Diplomacy

Report of Obama Admin Lobbying in Israel Deepens Debate Over Intl Peacekeepers

The Daily Beast this morning published an extensive investigation, written by the outlet’s Eli Lake, describing the Obama administration’s efforts to lobby inside Israel on behalf of specific conditions outlined by a U.S.-backed peace deal. Special administration envoy Martin Indyk has been “quietly been meeting with Israeli reservist generals and other leading national-security experts” regarding “American ideas for securing the Jordan River Valley without a permanent Israeli troop presence.” Politico reporter Josh Gerstein bluntly described it as evidence that the White House was engaged in an “apparent end-run around” Israeli Defense Minister Moshe Yaalon, who is among many emphasizing that Israel must maintain security forces in the area, which is along the border with Jordan. He’s apparently not the only one:

[T]he conversations are part of a larger effort to “prepare the Israeli public” to accept hard compromises for peace with the Palestinians, as one U.S. official working on the negotiations put it. And some senior members of the Israeli government, including Defense Minister Moshe Yaalon, are not happy. Yaalon views the get-togethers with the Israeli reservist generals as a way to circumvent his own objections to any security plan that would require Israel not to have troops on the border with Jordan. Yaalon was so upset that, earlier this month, he was quoted by an Israeli newspaper as wishing that Secretary of State John Kerry would “take his Nobel Peace Prize and leave [Israel] alone.”. Yaalon made two apologies for those remarks, the second of which came after the State Department’s spokesperson criticized them publicly.

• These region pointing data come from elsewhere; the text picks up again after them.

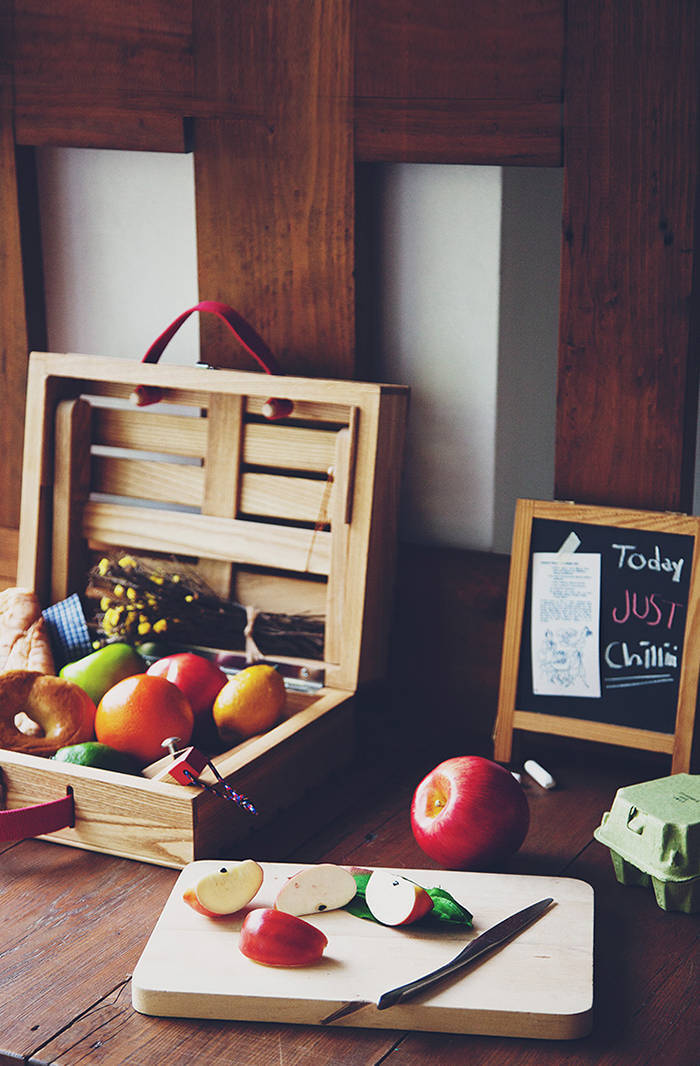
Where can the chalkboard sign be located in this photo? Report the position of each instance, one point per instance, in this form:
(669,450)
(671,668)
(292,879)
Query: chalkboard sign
(602,628)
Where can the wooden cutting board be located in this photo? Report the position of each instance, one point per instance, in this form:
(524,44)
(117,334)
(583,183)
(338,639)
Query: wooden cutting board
(538,985)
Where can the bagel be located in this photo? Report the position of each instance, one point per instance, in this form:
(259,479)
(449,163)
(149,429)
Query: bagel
(63,710)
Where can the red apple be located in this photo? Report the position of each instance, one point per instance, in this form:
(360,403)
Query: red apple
(198,678)
(276,938)
(469,813)
(394,900)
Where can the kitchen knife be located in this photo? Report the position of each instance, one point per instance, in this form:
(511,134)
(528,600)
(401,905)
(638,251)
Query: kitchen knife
(499,934)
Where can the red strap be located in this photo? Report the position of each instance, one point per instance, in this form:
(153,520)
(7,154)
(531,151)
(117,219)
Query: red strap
(143,396)
(251,341)
(34,821)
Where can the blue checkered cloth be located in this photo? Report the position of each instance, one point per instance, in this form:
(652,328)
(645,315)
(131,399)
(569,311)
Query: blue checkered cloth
(67,630)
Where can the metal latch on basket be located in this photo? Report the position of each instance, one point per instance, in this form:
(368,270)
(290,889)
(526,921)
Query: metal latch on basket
(186,766)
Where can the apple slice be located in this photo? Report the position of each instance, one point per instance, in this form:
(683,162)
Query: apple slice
(323,887)
(274,938)
(226,890)
(394,900)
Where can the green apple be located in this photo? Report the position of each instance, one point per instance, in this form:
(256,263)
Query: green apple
(100,669)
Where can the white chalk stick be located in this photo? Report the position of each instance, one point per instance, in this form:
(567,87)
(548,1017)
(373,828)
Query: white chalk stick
(539,774)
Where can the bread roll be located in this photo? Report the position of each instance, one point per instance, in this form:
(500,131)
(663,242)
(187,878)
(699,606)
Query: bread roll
(23,639)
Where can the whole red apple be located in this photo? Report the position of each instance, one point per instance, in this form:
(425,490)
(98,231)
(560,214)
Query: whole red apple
(469,813)
(198,678)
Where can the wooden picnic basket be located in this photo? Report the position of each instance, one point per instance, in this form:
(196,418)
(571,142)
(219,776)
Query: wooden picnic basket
(294,516)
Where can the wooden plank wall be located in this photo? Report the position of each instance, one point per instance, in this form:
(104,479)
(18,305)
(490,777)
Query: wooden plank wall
(279,100)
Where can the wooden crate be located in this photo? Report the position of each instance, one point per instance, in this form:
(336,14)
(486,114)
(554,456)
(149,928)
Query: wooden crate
(251,502)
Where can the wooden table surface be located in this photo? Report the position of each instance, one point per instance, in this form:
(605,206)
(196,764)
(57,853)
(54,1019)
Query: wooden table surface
(75,924)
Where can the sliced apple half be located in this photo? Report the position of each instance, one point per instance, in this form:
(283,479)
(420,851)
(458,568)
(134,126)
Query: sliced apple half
(394,900)
(226,890)
(323,887)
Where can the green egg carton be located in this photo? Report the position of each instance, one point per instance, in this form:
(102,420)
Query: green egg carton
(653,833)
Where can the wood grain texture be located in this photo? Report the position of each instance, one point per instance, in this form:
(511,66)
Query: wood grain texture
(678,742)
(275,204)
(78,1008)
(459,83)
(627,403)
(102,75)
(13,315)
(70,488)
(540,986)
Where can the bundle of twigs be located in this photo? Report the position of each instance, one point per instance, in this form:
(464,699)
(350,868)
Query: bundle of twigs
(139,600)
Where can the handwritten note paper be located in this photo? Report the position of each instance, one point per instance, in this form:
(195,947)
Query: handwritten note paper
(565,625)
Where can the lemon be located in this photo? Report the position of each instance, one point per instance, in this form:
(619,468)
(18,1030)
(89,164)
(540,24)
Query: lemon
(94,754)
(250,703)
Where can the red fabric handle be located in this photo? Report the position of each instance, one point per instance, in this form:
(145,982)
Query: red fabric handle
(251,341)
(35,821)
(143,396)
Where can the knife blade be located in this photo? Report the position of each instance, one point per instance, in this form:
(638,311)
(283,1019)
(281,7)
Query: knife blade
(494,936)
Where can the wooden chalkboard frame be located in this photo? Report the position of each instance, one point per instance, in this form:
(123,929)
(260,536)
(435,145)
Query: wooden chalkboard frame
(509,716)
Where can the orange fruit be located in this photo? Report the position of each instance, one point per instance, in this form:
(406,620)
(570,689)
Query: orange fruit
(250,703)
(136,714)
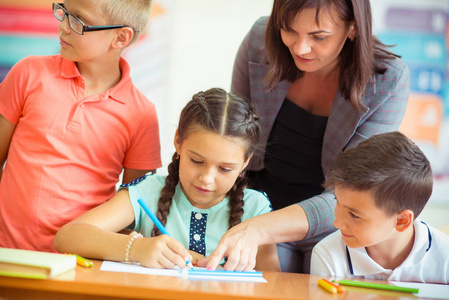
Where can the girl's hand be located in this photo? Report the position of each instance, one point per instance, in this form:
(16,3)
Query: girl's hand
(161,252)
(196,257)
(240,245)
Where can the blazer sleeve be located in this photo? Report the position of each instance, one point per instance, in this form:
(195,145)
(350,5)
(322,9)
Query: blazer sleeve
(240,85)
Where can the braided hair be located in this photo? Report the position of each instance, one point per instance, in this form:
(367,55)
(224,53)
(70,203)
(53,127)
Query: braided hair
(228,115)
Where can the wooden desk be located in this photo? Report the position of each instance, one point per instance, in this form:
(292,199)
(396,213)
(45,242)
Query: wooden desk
(91,283)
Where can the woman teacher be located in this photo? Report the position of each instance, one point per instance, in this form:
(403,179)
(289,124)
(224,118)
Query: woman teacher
(322,83)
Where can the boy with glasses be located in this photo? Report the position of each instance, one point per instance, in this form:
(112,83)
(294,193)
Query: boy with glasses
(381,187)
(70,123)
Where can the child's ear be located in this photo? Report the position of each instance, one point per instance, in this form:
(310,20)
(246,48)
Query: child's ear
(176,143)
(123,37)
(247,162)
(404,220)
(352,31)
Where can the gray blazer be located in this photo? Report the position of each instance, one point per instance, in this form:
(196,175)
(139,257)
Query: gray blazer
(384,103)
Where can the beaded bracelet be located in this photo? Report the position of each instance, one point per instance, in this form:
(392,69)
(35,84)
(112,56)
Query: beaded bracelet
(133,236)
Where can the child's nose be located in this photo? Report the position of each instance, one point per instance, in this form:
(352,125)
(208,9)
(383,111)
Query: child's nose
(207,176)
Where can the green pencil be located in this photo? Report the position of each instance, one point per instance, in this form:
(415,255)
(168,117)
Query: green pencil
(378,286)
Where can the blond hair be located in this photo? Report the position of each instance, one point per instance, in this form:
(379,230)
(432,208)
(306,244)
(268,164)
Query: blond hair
(133,13)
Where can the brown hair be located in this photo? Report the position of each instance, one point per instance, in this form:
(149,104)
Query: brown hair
(225,114)
(360,59)
(390,166)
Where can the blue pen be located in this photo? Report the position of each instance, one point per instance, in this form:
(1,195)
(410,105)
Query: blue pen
(158,224)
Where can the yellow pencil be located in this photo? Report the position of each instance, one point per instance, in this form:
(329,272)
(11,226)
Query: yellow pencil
(339,288)
(328,287)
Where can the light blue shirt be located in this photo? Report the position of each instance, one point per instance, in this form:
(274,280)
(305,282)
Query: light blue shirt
(193,227)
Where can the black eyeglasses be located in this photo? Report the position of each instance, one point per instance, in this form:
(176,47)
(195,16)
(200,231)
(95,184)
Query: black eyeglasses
(76,24)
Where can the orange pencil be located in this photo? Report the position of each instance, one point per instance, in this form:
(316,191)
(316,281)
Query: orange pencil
(339,288)
(327,286)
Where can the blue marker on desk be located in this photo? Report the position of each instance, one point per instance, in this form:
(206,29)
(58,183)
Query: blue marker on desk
(158,224)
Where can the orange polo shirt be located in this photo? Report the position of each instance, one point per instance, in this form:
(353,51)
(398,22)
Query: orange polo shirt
(67,151)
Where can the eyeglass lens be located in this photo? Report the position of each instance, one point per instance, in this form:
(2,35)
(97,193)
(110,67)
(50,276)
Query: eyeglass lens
(60,13)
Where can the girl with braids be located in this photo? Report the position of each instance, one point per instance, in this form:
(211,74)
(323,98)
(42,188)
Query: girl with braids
(203,195)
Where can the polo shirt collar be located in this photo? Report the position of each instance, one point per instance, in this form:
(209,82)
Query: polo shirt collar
(119,93)
(363,264)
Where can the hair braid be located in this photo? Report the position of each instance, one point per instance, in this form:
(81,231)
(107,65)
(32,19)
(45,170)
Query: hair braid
(167,193)
(236,201)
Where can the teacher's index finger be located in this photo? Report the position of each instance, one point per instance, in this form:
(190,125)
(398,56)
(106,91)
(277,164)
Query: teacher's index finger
(215,257)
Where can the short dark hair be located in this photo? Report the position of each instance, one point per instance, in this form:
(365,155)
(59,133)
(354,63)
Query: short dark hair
(360,59)
(390,166)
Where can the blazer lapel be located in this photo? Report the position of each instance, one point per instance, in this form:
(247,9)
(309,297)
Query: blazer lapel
(341,126)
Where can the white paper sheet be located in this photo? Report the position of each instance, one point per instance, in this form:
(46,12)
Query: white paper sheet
(427,290)
(131,268)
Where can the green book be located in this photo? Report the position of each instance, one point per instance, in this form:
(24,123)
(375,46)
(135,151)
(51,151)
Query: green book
(378,286)
(34,264)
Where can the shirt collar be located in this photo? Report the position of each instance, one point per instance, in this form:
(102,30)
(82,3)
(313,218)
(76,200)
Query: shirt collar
(120,92)
(363,265)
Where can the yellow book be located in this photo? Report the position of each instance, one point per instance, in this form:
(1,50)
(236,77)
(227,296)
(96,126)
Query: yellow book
(34,264)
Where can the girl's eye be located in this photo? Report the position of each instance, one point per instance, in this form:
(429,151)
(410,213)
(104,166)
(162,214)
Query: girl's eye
(195,161)
(226,170)
(353,216)
(320,38)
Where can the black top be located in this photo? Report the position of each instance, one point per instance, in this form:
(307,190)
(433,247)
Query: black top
(293,169)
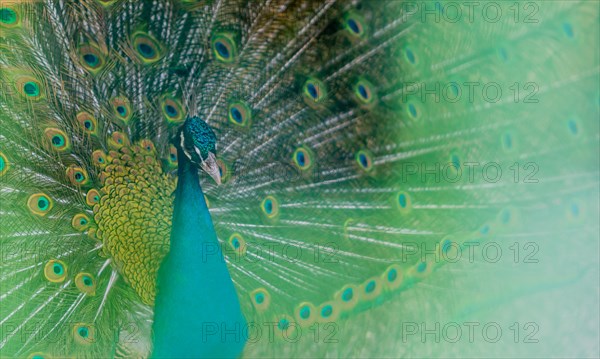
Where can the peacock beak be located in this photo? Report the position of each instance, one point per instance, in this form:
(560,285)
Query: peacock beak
(211,167)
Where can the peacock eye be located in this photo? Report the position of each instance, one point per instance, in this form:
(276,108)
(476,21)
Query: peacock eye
(363,92)
(283,324)
(224,48)
(354,25)
(92,197)
(304,313)
(393,277)
(39,204)
(8,16)
(326,311)
(83,333)
(85,283)
(55,271)
(31,89)
(403,200)
(370,287)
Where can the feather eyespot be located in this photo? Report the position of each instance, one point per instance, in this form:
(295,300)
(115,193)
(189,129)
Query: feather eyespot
(224,48)
(29,87)
(85,283)
(92,197)
(314,91)
(9,17)
(3,164)
(83,333)
(80,222)
(146,47)
(240,114)
(55,271)
(172,109)
(364,93)
(237,243)
(393,277)
(39,204)
(347,297)
(305,313)
(403,202)
(354,25)
(147,146)
(99,158)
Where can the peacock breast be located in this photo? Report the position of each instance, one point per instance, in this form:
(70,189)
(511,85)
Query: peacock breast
(133,215)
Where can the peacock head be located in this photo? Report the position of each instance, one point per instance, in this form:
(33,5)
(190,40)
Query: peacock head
(199,144)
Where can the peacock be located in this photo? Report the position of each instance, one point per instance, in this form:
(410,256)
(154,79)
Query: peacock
(299,178)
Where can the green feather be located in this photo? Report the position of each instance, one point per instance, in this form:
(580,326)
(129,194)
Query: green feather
(374,157)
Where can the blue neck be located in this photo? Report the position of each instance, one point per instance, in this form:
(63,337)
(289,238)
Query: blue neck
(197,312)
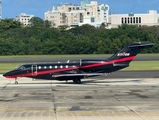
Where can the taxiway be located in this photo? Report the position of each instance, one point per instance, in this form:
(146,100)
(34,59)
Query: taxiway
(95,99)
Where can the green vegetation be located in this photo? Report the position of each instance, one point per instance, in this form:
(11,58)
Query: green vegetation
(40,39)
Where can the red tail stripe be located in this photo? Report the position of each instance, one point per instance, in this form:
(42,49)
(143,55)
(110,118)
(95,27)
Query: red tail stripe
(110,62)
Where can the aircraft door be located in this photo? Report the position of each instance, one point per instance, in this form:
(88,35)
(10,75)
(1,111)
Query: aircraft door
(34,70)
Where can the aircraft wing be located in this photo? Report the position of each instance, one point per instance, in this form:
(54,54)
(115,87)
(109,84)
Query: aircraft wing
(79,74)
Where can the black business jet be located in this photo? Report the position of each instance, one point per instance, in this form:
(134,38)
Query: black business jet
(78,70)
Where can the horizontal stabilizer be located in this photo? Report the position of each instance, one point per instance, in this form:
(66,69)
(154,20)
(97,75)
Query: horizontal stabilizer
(83,74)
(143,45)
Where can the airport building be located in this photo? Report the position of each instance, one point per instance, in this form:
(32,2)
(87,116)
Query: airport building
(24,18)
(149,19)
(67,14)
(0,9)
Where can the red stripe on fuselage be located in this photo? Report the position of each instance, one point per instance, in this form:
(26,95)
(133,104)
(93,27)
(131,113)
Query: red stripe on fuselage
(74,68)
(42,72)
(109,62)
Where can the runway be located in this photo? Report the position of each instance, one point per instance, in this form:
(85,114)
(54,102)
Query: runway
(95,99)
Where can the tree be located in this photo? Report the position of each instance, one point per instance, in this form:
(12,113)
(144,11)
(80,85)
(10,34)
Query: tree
(47,24)
(10,23)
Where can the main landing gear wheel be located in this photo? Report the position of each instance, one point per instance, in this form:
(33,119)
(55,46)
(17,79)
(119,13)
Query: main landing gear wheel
(77,80)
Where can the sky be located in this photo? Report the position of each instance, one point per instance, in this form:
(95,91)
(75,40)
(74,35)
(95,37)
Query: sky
(12,8)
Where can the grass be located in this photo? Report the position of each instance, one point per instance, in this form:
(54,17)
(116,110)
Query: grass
(143,65)
(134,65)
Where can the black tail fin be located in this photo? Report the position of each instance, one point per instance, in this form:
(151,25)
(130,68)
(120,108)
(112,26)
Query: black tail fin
(128,53)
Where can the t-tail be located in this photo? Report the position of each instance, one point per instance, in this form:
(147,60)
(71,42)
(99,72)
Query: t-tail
(122,58)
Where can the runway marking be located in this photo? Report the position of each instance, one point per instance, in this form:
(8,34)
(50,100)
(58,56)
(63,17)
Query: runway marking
(89,113)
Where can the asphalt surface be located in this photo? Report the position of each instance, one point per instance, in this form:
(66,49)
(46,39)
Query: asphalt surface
(101,98)
(48,59)
(122,95)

The Israeli position – which maintains that Israeli forces are necessary to, among other things, prevent terrorist infiltration and collect critical human intelligence – has been strengthened by recent evidence that Al Qaeda is gaining a foothold in West Bank areas between the Jordan Valley and Israel’s 1949 armistice lines. The alternative reportedly being floated by the Americans would replace those Israeli troops with American or international peacekeepers. The idea has been treated as a non-starter by Israeli leaders. It has become a topic of borderline eye-rolling by segments of the policy community, who have emphasized that in the last few years international peacekeeping forces along Israel’s borders have been alternating between failure and collapse. A video embedded below, produced by the Jerusalem Center for Public Affairs, reflects that mood. Following the 1956 Sinai campaign the United Nations Emergency Force was deployed to the Sinai. They were ordered out by Egypt in 1967 and hastily left, part of a crisis that would erupt into open warfare. In 2005, Israel was provided assurances that, if it evacuated the border between the Gaza Strip and the Sinai Peninsula, European peacekeepers would take over and block terrorist infiltration and weapons transfers. Gaza was soon afterward overrun by Hamas, the peacekeepers were withdrawn, and the Palestinian terror group acquired thousands of missiles which were turned against Israeli civilians. The United Nations Interim Force in Lebanon (UNIFIL), meanwhile, has been something near a disaster. It was charged with securing southern Lebanon in 1978. It failed to block widespread bloodshed during Lebanon’s civil war, failed to stop Hezbollah from amassing an arsenal beyond the capabilities of most nation-states, served as a borderline accomplice in Hezbollah’s kidnapping of Israeli soldiers, and in general is unimpressive in checking even mild violence. As for American troops, the Israelis have been adamant that they will not endanger U.S. soldiers on behalf of Israeli security. More from Lake on that issue:

For now though, it appears that Indyk will have a heavy lift to sell new ideas about how to secure the West Bank’s border with Jordan. Mizrahi, for example, said he was asked his thoughts in general about deploying international forces in the Jordan River Valley. “We don’t want to see American soldiers or international forces on the Jordan River Valley,” he said. “We don’t want any American soldiers to be killed on Israeli soil. We can take care of ourselves and we don’t trust international forces.”